Do you lie to your family about how much you owe? One in five of us does, according to research published this week by the Post Office. Apart from the problems that lying can bring to a relationship, there is the pressure that people in debt bring on themselves by not opening up to those close to them.
Covering up debt has serious physical and emotional consequences. At a simple level, that can mean sleepless nights and irritability, but worries can quickly spiral out of control, leading to depression and disaster.
"The more depressed a person becomes as a result of their money worries, the harder it is for them to deal with them," says Malcolm Hurlston, chairman of the Consumer Credit Counselling Service charity (CCCS).
Donna Dawson, a psychologist specialising in personality, behaviour and relationships, warns: "Hiding the extent of debt from a partner or family member may give us a false illusion of control or independence, but the reality is that our mental and physical health suffers – and once uncovered, the health of our loved ones suffers as well. The irony is that the very things we are trying to protect – our trustworthiness and our good self-image – are lost anyway when all is revealed. It is far better to operate as openly and honestly as possible from the start, and to take loved ones into your confidence at a much earlier stage – that way, debtors can get the help, support and advice they really need."
A key issue about covering up debt is that it often means not dealing with it. According to the Post Office, the average person now owes £9,731.51 but will only admit to half of what they owe when talking to a partner or family member.
There are a lot of reasons why people are tempted to lie about the amount of financial trouble they may be in, not least embarrassment. But facing up to money troubles is usually the first step in resolving them. "Anyone who is finding it difficult to make ends meet should seek help as soon as possible," says Malcolm Hurlston. "The sooner you get help, the better the outcome."
I couldn't agree more – and I'm happy to point you towards the free debt advice available from the CCCS helpline on 0800 138 1111 or online from its website at www.cccs.co.uk.
I have had an interesting email from a reader taking me to task for suggesting that contactless credit cards are a good thing. My correspondent expressed concern that just flashing the plastic is a lot less secure than swiping a card into a payment terminal and putting in a Pin. It's a good point.

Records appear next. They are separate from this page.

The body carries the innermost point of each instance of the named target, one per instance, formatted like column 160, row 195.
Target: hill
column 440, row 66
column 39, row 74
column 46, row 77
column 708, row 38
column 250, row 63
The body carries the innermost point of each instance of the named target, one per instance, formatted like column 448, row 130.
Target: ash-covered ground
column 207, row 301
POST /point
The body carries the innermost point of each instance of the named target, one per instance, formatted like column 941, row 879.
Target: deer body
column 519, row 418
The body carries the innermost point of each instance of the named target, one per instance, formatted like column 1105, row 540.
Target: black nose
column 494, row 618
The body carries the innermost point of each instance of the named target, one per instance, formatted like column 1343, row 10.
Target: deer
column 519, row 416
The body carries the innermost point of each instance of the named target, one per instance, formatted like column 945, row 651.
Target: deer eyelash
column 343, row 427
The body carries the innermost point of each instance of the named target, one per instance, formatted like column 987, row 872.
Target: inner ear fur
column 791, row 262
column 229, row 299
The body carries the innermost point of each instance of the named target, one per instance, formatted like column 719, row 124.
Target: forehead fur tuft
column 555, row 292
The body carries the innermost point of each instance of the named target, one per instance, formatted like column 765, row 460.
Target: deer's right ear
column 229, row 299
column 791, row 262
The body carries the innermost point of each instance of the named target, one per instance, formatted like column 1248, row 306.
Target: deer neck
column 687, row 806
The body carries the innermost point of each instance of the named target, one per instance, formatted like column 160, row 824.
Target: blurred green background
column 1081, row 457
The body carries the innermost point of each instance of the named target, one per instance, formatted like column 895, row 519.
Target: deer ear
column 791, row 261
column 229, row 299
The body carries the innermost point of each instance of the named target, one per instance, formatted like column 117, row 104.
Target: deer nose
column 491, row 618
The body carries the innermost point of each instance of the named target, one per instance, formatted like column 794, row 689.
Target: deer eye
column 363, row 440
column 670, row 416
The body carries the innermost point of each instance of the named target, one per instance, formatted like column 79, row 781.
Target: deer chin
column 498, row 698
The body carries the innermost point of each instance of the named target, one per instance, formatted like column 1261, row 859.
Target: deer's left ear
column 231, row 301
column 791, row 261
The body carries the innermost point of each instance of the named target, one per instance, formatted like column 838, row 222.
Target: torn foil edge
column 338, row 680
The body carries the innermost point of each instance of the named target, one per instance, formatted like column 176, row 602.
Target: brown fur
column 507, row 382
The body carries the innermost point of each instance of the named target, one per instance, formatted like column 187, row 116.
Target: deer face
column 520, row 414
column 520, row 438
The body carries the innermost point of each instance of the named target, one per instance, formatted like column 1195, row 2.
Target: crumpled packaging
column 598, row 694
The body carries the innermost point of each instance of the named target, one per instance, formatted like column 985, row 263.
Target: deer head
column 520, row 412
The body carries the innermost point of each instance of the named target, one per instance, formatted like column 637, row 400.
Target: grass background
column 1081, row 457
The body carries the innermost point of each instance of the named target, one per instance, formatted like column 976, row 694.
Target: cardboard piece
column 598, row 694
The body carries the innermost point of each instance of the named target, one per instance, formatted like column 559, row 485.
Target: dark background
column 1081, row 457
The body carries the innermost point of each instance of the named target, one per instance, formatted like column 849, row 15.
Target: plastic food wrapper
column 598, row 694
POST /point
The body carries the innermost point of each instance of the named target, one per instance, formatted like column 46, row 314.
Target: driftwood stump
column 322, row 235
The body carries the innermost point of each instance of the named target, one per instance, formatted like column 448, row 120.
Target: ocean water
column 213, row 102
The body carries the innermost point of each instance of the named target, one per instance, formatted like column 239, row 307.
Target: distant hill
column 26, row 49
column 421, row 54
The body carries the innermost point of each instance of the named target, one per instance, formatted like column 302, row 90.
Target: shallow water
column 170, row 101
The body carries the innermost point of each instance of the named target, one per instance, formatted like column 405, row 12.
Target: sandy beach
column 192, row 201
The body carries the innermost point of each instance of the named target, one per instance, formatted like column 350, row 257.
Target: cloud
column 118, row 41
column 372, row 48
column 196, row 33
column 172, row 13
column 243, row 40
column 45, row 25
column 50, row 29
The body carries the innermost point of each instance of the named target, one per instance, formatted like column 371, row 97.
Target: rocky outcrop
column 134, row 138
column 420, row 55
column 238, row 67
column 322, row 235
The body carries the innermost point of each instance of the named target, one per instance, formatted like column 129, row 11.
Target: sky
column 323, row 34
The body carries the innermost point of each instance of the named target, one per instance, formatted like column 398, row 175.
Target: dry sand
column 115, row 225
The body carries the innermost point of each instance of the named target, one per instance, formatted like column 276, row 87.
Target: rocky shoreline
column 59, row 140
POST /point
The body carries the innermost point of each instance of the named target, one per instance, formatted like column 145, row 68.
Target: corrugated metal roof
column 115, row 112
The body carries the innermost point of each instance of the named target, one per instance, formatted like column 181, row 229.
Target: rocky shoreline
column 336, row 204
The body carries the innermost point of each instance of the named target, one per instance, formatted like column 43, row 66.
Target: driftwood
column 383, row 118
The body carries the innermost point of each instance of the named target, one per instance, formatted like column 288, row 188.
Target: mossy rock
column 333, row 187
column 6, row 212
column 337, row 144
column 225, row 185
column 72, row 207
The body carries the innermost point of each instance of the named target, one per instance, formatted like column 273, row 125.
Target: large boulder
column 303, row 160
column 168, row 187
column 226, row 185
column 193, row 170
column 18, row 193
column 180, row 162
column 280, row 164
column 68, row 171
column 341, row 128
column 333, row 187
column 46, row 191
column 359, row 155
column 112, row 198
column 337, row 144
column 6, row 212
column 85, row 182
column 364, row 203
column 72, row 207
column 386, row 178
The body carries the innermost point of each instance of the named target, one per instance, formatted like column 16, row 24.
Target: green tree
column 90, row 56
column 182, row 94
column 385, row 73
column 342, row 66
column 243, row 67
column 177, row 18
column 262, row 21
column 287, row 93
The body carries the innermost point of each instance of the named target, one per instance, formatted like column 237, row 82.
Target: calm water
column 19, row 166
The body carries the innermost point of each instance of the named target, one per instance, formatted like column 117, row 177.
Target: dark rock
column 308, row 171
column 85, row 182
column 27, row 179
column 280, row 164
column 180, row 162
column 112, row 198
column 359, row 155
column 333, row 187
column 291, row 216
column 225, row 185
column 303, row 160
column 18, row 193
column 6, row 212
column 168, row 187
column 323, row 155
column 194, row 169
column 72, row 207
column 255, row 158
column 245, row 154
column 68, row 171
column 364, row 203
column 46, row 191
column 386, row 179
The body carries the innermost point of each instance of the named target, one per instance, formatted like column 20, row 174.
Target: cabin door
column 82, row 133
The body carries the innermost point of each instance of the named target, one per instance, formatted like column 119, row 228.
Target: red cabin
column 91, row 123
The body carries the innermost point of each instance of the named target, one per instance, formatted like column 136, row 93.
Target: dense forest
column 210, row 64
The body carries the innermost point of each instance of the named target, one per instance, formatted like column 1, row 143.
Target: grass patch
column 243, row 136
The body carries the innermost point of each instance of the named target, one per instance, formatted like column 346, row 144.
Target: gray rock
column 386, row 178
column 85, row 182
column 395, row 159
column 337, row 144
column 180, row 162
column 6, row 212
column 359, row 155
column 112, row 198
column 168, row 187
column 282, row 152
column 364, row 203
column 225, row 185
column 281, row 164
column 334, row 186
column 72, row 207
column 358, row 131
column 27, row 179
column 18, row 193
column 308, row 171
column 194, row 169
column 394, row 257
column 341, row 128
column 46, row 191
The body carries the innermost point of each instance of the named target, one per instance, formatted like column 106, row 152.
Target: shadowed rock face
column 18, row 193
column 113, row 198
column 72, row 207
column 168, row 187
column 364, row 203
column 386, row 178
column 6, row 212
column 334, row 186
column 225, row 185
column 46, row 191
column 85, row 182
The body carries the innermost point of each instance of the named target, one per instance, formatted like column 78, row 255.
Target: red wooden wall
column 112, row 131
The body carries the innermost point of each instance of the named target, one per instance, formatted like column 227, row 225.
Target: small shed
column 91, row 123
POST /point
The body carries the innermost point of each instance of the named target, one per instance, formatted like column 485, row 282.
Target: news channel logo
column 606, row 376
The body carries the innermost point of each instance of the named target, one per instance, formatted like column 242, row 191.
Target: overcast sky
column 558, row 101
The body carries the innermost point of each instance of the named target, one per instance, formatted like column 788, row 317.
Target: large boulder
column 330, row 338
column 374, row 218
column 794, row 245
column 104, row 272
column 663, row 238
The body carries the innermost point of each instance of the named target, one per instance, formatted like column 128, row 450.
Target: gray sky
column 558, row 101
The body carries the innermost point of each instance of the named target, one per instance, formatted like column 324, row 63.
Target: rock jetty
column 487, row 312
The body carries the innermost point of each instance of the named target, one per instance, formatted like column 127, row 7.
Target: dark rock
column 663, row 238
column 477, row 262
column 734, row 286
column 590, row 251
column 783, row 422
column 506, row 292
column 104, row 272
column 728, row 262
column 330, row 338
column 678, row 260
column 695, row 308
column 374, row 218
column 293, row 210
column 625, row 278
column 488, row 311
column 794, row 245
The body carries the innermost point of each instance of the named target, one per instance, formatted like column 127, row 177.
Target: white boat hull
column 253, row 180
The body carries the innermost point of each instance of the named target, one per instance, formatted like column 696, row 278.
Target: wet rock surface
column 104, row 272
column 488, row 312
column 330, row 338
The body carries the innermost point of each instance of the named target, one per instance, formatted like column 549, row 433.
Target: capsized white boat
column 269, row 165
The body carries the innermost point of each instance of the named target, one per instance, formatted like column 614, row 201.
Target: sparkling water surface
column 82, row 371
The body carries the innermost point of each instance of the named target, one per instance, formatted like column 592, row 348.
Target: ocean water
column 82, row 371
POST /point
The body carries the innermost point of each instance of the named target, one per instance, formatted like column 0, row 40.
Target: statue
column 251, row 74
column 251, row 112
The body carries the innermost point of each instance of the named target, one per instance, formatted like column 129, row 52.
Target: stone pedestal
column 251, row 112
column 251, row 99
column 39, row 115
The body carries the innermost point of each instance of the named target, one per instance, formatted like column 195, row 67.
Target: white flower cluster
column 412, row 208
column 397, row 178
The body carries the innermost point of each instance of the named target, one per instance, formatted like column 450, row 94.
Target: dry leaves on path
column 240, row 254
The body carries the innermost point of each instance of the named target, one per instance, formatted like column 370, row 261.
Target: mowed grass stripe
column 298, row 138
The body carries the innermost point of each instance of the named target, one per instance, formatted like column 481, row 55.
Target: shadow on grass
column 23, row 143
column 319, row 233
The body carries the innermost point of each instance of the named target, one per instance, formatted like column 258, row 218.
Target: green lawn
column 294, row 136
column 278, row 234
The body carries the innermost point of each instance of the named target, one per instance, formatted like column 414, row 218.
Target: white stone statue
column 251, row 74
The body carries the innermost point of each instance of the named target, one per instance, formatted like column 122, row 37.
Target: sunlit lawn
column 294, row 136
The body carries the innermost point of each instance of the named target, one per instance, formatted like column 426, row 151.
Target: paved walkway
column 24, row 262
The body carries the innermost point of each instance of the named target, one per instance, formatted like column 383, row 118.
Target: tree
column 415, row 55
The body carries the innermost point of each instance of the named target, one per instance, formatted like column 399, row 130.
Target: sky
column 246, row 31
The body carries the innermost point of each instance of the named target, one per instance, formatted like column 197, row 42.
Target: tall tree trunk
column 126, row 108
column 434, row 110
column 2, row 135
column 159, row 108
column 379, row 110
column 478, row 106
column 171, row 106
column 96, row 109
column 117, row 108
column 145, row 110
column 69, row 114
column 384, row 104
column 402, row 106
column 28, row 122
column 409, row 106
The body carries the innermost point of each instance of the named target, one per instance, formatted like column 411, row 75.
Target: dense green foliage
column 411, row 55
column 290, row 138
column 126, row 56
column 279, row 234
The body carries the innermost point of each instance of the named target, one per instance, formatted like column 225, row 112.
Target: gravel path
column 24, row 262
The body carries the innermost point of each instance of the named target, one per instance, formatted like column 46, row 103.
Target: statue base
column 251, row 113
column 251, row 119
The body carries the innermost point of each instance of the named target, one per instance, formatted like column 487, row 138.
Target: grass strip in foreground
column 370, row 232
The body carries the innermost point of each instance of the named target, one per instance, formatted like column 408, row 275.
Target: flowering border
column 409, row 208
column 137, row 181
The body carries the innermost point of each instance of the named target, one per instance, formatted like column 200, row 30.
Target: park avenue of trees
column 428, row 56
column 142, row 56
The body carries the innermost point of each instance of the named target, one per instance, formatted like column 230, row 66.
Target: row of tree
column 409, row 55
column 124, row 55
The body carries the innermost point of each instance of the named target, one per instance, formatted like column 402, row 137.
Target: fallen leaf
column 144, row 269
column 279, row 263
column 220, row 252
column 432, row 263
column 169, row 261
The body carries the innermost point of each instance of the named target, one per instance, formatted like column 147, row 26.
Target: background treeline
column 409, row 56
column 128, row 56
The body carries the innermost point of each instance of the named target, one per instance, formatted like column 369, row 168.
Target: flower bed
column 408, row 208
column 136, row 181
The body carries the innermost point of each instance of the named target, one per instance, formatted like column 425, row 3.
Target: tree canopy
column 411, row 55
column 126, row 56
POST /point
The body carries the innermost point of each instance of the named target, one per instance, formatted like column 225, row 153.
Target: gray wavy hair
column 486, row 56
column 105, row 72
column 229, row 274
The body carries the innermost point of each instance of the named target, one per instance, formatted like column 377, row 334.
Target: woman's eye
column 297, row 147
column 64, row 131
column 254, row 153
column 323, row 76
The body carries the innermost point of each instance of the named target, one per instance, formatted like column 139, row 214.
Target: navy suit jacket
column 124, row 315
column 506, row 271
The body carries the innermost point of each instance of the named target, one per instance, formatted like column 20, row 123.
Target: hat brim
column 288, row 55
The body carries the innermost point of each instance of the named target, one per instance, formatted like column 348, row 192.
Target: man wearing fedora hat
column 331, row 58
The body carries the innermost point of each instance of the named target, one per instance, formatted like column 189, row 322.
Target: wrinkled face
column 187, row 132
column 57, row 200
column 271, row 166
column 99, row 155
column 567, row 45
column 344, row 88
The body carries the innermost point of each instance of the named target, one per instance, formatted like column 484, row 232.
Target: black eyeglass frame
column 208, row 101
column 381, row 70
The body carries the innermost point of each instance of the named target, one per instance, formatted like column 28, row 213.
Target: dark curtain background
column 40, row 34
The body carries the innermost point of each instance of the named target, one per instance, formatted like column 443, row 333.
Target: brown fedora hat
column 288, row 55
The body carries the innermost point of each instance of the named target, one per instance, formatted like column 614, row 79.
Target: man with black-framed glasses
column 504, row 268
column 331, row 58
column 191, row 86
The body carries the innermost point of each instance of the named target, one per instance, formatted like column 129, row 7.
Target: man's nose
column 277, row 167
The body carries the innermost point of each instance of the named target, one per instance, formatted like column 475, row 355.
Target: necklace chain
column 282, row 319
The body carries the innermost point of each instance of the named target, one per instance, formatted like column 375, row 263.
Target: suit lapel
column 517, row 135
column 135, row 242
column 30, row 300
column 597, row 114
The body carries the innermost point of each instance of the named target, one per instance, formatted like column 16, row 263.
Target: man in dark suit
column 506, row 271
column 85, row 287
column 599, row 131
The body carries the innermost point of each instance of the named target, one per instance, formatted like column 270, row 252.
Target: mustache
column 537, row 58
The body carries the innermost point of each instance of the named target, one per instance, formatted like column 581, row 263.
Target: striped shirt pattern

I'm all for progress and increased convenience and therefore the idea of contactless cards is one that appeals to me. I know from experience that if a card is cloned and used to steal cash, my money should be refunded by my card company, as long as it doesn't suspect me of being involved in the fraud.
But I also know from experience that banks spent years denying the possibility of card cloning and simply accused people who had money taken out of their accounts through ATMs of being careless with their cards and Pins. With that in mind, I plan to look at the whole subject of paying by plastic and security. I'm going to find out from banks just how they plan to ensure the new contactless cards are safe. But at the same time, I'd love to hear what you think about the increasing use of plastic. Are you embracing progress or are you held back by worries over security risks?
Pensions policies are damaging
political parties will damage your retirement plans, the Association of Consulting Actuaries has warned. The three main parties' manifestos pledge to improve the Basic State Pension are similar, but the ACA says the parties' policies for pensions and elderly care are "threadbare at best", often "piecemeal" and positively "damaging at worst".
Keith Barton, the chairman of the ACA, says: "The most depressing aspect of the parties' manifestos is their weak commitments in respect of reinvigorating private pension arrangements."
He wants the next government to focus its retirement policy on the promotion of a wide range of flexible retirement arrangements as part of a holistic approach to encouraging lifetime savings.
"Private pensions have done the most to improve pensioner incomes significantly over the last two generations, yet it is this sector that is now in a parlous state," says Barton. Financial incentives should be bigger to encourage saving for retirement, he adds.